The dreaded last two weeks of the semester are upon me.  It’s this time of the year that makes me question my sanity, my priorities, and why I don’t just live off the grid like the mountain-woman I wish to be deep down.  A college degree won’t help you gut a fish or milk a cow, especially one in Accounting.  There, mind made up, college is off, cows are on.


Well since that’s out-of-the-way, time to get back to real life.  As with most unpleasant things that need to get done, as in studying, suddenly everything else doesn’t seem so bad.  Clean the inside of the freezer?  Sure!  Wipe down every cabinet and baseboard?  Sounds pleasant!  Scrub the bathroom?  Why yes, I DO have an extremely clean bathroom right now!  The daydreaming accompanies this erratic behavior, both during work and studying.  Lately it’s been about soups and stews, wondering why I only have three different tart pans, and how many scarves I can make in 3 weeks.


Somewhere in between the flash card flipping, wallet forgetting, textbook hauling spaz I’ve turned into, I get the urge to hide at home and make a huge pot of soup for dinner and enjoy an Audrey Hepburn movie by candlelight.  When your brain is fried and even the smallest tasks seem overwhelming and unimaginable, having a recipe that requires little thinking or preparation is key.  One that warms you up from the inside out, and you can eat at home wearing your pajamas and slippers?  Even better.

Tortellini, tomatoes, and broth

This soup is exactly that for me.  It was actually the first soup I ever made, and has evolved into one of MY comfort foods.  It’s a funny thing when you branch out from the comfort food you grew up with, the kind that only your mom could make the right way.  Those dishes will always be saved for my mom’s house, and I wouldn’t even imagine asking for the recipe, for the memories and time spent with her are what complete that meal.  What to do without the instant satisfaction and comfort of those meals?  Where does one search for “my comfort food”?

Tortellini soup in pot

By a stroke of luck, I found mine.  A soup that is easy enough to be made when you’re tired, sick, and needing some comfort.  Better yet, it comes together in under 30 minutes with one pot.  The first time I made it, the colors alone felt like they were patting me on the back in all their vibrant glory.  Such a simple dish, but so much healing power in those spoonfuls.

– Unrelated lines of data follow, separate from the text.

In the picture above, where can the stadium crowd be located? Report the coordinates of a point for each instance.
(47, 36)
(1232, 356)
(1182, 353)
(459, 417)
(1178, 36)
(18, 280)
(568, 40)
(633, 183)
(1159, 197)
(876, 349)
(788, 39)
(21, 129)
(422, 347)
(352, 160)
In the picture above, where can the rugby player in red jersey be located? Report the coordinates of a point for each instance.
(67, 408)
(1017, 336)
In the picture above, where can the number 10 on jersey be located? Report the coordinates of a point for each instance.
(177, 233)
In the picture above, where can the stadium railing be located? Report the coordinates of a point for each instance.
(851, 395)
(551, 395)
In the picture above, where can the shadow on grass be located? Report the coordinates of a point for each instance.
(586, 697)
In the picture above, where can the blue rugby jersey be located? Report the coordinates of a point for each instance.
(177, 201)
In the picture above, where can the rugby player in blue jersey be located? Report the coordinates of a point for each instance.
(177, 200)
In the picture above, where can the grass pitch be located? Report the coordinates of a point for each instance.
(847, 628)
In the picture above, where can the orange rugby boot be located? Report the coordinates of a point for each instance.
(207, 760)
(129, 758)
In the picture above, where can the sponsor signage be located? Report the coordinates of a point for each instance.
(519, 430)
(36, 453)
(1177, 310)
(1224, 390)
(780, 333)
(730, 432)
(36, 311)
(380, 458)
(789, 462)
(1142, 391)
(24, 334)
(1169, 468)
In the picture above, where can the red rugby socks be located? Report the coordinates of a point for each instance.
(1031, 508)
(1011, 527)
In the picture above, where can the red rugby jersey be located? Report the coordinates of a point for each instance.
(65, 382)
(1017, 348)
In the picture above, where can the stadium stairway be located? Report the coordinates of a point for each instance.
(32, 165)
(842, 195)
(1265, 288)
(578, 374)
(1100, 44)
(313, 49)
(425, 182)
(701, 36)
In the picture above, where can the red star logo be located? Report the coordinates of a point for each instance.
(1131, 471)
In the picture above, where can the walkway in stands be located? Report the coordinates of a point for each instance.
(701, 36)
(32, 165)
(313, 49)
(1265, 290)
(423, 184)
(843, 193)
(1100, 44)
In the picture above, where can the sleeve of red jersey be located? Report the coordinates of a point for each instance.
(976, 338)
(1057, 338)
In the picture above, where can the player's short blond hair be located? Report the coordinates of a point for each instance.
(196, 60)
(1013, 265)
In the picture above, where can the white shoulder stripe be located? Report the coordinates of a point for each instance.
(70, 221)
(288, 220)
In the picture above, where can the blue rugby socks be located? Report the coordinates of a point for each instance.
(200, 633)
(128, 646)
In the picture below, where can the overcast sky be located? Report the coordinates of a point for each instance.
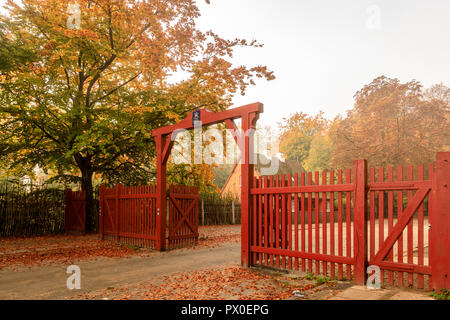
(323, 51)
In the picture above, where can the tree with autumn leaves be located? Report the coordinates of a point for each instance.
(391, 123)
(84, 101)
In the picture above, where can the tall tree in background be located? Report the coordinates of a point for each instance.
(392, 123)
(84, 99)
(298, 132)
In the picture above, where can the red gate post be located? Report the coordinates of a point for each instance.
(161, 169)
(359, 221)
(101, 211)
(440, 223)
(118, 189)
(247, 174)
(68, 211)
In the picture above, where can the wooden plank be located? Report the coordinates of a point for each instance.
(300, 189)
(283, 221)
(271, 214)
(296, 211)
(332, 233)
(372, 216)
(289, 222)
(277, 220)
(348, 223)
(260, 218)
(324, 224)
(306, 255)
(340, 227)
(266, 218)
(410, 177)
(401, 224)
(302, 218)
(420, 231)
(317, 222)
(390, 221)
(310, 182)
(402, 267)
(399, 215)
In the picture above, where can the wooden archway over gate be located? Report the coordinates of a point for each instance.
(165, 137)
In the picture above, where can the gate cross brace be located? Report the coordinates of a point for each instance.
(184, 214)
(401, 224)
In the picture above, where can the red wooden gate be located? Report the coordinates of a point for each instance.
(128, 215)
(183, 216)
(75, 215)
(317, 225)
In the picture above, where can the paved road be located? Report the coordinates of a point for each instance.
(50, 282)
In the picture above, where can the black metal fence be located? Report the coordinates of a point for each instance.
(27, 210)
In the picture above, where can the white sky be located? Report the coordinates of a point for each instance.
(323, 51)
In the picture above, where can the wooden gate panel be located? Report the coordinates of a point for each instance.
(400, 247)
(75, 215)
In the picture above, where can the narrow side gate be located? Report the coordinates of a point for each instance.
(183, 216)
(75, 215)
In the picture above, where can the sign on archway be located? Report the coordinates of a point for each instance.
(165, 138)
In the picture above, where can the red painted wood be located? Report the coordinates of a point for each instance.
(277, 220)
(316, 221)
(305, 255)
(410, 229)
(332, 233)
(399, 214)
(431, 209)
(296, 212)
(420, 231)
(310, 212)
(372, 216)
(348, 198)
(260, 219)
(271, 215)
(266, 219)
(289, 221)
(283, 221)
(340, 227)
(302, 220)
(381, 215)
(324, 224)
(255, 256)
(359, 221)
(390, 220)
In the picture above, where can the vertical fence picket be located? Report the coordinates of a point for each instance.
(332, 233)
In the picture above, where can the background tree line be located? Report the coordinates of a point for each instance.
(391, 123)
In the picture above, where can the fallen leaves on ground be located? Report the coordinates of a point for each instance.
(37, 251)
(66, 249)
(228, 282)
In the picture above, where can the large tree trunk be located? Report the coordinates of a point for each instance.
(86, 185)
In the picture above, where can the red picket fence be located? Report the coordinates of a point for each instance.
(75, 216)
(183, 216)
(337, 223)
(128, 215)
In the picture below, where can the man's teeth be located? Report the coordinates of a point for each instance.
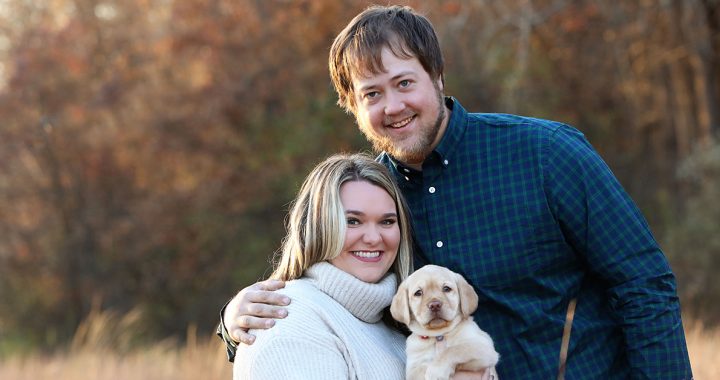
(366, 254)
(401, 123)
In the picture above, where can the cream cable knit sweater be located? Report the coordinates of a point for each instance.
(333, 331)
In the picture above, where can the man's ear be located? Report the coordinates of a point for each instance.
(441, 83)
(468, 297)
(400, 309)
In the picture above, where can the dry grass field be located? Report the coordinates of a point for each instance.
(91, 358)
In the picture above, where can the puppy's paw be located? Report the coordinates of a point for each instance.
(438, 372)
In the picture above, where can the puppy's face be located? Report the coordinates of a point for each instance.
(433, 300)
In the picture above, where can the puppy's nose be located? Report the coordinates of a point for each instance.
(435, 305)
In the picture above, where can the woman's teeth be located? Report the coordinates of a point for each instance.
(366, 254)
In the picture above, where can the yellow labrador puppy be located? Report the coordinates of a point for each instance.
(436, 303)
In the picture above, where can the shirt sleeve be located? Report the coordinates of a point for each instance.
(610, 235)
(292, 358)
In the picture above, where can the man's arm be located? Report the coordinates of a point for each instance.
(254, 307)
(603, 224)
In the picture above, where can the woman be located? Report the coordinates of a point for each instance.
(347, 248)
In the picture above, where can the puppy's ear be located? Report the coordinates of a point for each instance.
(399, 309)
(468, 297)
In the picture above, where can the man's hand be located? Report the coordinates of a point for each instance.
(254, 308)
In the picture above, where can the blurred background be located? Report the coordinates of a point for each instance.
(149, 148)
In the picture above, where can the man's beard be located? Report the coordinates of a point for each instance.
(422, 147)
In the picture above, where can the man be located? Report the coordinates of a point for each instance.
(524, 208)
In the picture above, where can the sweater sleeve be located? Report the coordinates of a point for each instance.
(611, 236)
(293, 358)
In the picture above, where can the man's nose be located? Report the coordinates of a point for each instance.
(394, 103)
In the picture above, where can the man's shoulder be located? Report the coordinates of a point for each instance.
(515, 122)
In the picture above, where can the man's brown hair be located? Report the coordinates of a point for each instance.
(357, 49)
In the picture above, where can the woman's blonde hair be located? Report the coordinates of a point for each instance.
(317, 223)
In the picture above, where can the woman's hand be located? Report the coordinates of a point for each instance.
(254, 308)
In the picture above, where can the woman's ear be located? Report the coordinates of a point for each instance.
(399, 308)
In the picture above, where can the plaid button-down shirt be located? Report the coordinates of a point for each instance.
(530, 214)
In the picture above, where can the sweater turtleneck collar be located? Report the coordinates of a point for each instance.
(364, 300)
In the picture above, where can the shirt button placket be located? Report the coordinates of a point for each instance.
(432, 190)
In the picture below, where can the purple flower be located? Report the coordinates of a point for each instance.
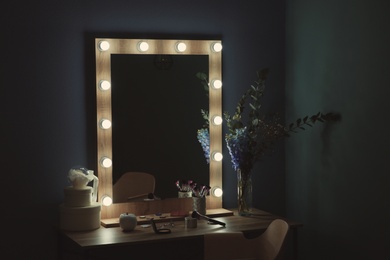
(204, 140)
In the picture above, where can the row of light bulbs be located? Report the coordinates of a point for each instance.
(143, 46)
(105, 124)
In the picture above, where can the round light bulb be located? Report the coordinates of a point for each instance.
(181, 47)
(217, 192)
(106, 200)
(217, 84)
(104, 45)
(143, 46)
(217, 120)
(105, 124)
(104, 85)
(217, 156)
(106, 162)
(217, 47)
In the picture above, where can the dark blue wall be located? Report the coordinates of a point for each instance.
(48, 98)
(337, 179)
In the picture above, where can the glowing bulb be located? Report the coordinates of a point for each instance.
(217, 47)
(217, 156)
(217, 84)
(106, 162)
(105, 124)
(217, 120)
(106, 200)
(104, 45)
(181, 47)
(216, 191)
(104, 85)
(143, 46)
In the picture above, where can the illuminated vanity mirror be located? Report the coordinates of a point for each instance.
(112, 56)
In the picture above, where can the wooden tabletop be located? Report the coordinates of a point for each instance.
(114, 236)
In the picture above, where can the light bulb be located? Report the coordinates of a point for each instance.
(216, 191)
(217, 120)
(217, 84)
(143, 46)
(106, 162)
(104, 85)
(105, 124)
(104, 45)
(216, 47)
(181, 47)
(106, 200)
(217, 156)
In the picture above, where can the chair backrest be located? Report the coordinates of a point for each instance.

If you have it on hand, a little bit of fresh parmesan or pecorino romano cheese on top tastes fantastic.  The gooey little strings that form as it melts are so small they barely hold together.



Tortellini Spinach Soup


1 tbsp olive oil
2 cloves garlic, minced
1 medium onion, chopped
32 ounces vegetable broth
1  14-ounce can fire-roasted diced tomatoes (with liquid)
1  14-ounce can diced tomatoes (with liquid)
1/4 teaspoon thyme
1/2 teaspoon basil
1/2 teaspoon red pepper flakes
1 teaspoon oregano
Salt and pepper, to taste
1 package (10 ounces) fresh or frozen tortellini
16 ounces chopped frozen spinach
1-2 cups water, depending on how much broth you want
1. In a heavy bottom pot, or the thin bottom one that came with your first set of pots and pans from Macy’s, heat the olive oil over medium-high heat.  Add the garlic and onion and cook until the onion is translucent, about 5 minutes.
2.  Add the vegetable broth and tomatoes, including their liquid.  The juice from the tomatoes adds great flavor to the broth.
3.  Add the spices, and stir to combine.
4.  Bring the broth mixture to a simmer.
5.  Put the tortellini in, and cook until slightly harder than al dente.
6.  Add the frozen spinach.  If the mixture seems too thick, add some water to the mixture.  I typically add 1 1/2 cups of water, which doesn’t affect the flavor of the broth at all.
7.  Simmer until the tortellini is al dente
8.  Serve and top with parmesan cheese.